继中国全国人大3·11决定后,全国人大常委会于3月底通过新修订的香港基本法附件一及附件二,以完善香港特区的选举制度。香港特区政府随之在三方面跟进,包括公众解说、本地立法和安排选举。改革后的香港选举制度让社会各方面的利益都能够充分代表,体现了均衡参与的原则,融合了直接民主、间接民主和协商民主,为贤能之士登上政治舞台和进入决策核心提供了机会。

民主形式多元化

冷战结束以后,西方自由民主制度在全球大行其道,美国日裔学者福山(Francis Fukuyama)甚至狂妄地称其为人类历史最后的社会制度,大批非西方国家跟风接受了西方政治体制。尽管这些国家保留了本国传统政治元素,但基本上实行了普选和多党制,就像深受儒家文化浸染的日本、韩国和新加坡。

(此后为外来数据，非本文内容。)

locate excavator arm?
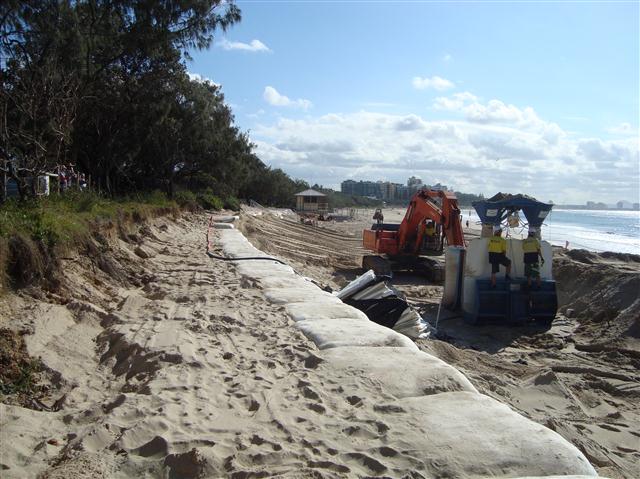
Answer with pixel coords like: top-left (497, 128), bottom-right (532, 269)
top-left (398, 190), bottom-right (464, 253)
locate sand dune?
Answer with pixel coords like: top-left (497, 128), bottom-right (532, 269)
top-left (0, 216), bottom-right (632, 478)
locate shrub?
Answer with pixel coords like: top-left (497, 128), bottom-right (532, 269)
top-left (173, 190), bottom-right (199, 211)
top-left (224, 196), bottom-right (240, 211)
top-left (198, 191), bottom-right (224, 210)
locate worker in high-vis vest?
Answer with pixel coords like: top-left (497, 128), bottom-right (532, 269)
top-left (522, 227), bottom-right (544, 288)
top-left (489, 225), bottom-right (511, 288)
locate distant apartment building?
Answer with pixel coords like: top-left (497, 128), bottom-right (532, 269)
top-left (616, 201), bottom-right (633, 210)
top-left (340, 176), bottom-right (448, 201)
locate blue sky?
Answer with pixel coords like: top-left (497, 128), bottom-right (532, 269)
top-left (188, 1), bottom-right (640, 202)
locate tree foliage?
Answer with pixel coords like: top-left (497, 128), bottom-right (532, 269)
top-left (0, 0), bottom-right (305, 206)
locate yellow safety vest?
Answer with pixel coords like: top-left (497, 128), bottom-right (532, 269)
top-left (522, 238), bottom-right (540, 253)
top-left (489, 236), bottom-right (507, 253)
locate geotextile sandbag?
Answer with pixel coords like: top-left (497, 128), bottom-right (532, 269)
top-left (264, 286), bottom-right (341, 304)
top-left (384, 391), bottom-right (597, 477)
top-left (321, 347), bottom-right (478, 399)
top-left (285, 299), bottom-right (369, 321)
top-left (296, 320), bottom-right (418, 351)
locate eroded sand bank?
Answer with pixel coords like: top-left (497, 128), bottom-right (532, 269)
top-left (0, 216), bottom-right (632, 477)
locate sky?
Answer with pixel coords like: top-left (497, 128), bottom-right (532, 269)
top-left (187, 0), bottom-right (640, 204)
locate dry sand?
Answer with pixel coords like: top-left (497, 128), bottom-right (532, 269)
top-left (0, 208), bottom-right (640, 478)
top-left (244, 209), bottom-right (640, 478)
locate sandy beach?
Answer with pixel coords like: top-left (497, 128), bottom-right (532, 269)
top-left (0, 209), bottom-right (640, 478)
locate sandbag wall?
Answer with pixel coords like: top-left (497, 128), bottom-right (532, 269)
top-left (213, 223), bottom-right (597, 477)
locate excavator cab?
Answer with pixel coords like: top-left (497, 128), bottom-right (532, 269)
top-left (362, 189), bottom-right (464, 282)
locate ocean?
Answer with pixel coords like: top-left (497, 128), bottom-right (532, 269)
top-left (462, 208), bottom-right (640, 254)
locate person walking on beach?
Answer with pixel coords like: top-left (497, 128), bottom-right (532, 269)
top-left (522, 227), bottom-right (544, 288)
top-left (489, 225), bottom-right (511, 288)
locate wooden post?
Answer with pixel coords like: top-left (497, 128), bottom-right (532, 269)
top-left (0, 161), bottom-right (7, 203)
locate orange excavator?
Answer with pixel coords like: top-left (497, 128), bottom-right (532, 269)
top-left (362, 189), bottom-right (465, 281)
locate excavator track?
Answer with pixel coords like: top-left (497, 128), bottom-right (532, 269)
top-left (362, 255), bottom-right (393, 276)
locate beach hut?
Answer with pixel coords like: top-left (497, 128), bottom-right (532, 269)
top-left (295, 190), bottom-right (329, 213)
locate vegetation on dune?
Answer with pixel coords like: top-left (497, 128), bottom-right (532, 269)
top-left (0, 0), bottom-right (306, 207)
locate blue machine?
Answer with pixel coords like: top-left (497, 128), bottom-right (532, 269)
top-left (464, 279), bottom-right (558, 325)
top-left (465, 193), bottom-right (558, 325)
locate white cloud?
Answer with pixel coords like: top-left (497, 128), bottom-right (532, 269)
top-left (218, 38), bottom-right (271, 52)
top-left (247, 108), bottom-right (265, 118)
top-left (433, 92), bottom-right (566, 143)
top-left (411, 76), bottom-right (455, 91)
top-left (262, 86), bottom-right (313, 110)
top-left (433, 91), bottom-right (478, 111)
top-left (187, 72), bottom-right (221, 86)
top-left (607, 123), bottom-right (638, 135)
top-left (252, 108), bottom-right (639, 202)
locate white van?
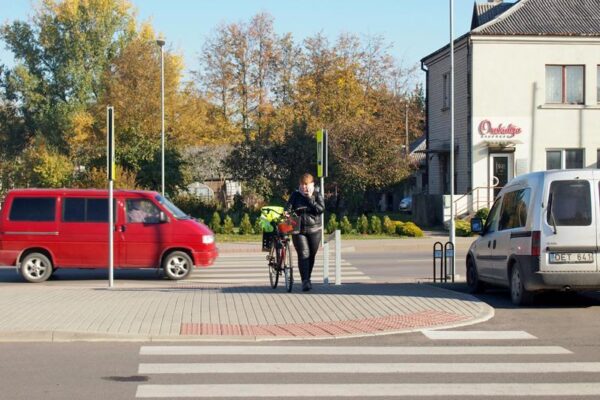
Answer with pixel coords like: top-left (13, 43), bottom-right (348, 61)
top-left (467, 169), bottom-right (600, 305)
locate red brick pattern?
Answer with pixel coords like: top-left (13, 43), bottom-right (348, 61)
top-left (180, 310), bottom-right (468, 337)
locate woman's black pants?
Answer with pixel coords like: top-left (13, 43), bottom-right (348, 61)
top-left (292, 230), bottom-right (321, 282)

西式民主制度被越来越多的非西方国家接受,但这并不妨碍这些国家把自己的本土元素加入其中,产生多种多样的混合民主形式。随着历史的发展,这些国家的民主制度可能与其西方的起源大相径庭,在拥抱本地传统的基础上,开创出大量崭新的模式。广泛代表性、优良管治、协商公议、贤能政治、集体主义、问责制等思想被融入以个体主义为基础的西方自由民主制度中。这样,非西方国家的民主制度呈现出本土化和多元化的特征,而西式民主将难以继续居于世界政制的主流。

迄今为止,西方国家仍然拒绝承认世界出现民主形式多元化的现实,尤其是排斥中国独特的发展道路。在中国特色社会主义理论的指导下,中国吸收了西方自由民主体制的元素,将其与中国传统政治思想和马克思主义相结合,在大面积接受市场经济的同时,建构了与西方并驾齐驱的新型政治体制。中国成功开辟了一条与西方不同的民主发展道路,但鲜有西方人相信中国能提供一种制度来取代西方自由民主体制。自前苏联解体以来,西方就坚信社会主义制度是一种被淘汰的社会模式,认为中国的政治制度无法与西方自由民主体制抗衡,因此坚信中国经济奇迹无法持续,在中国经济持续崛起的事实面前,仍然一直鼓吹中国崩溃论。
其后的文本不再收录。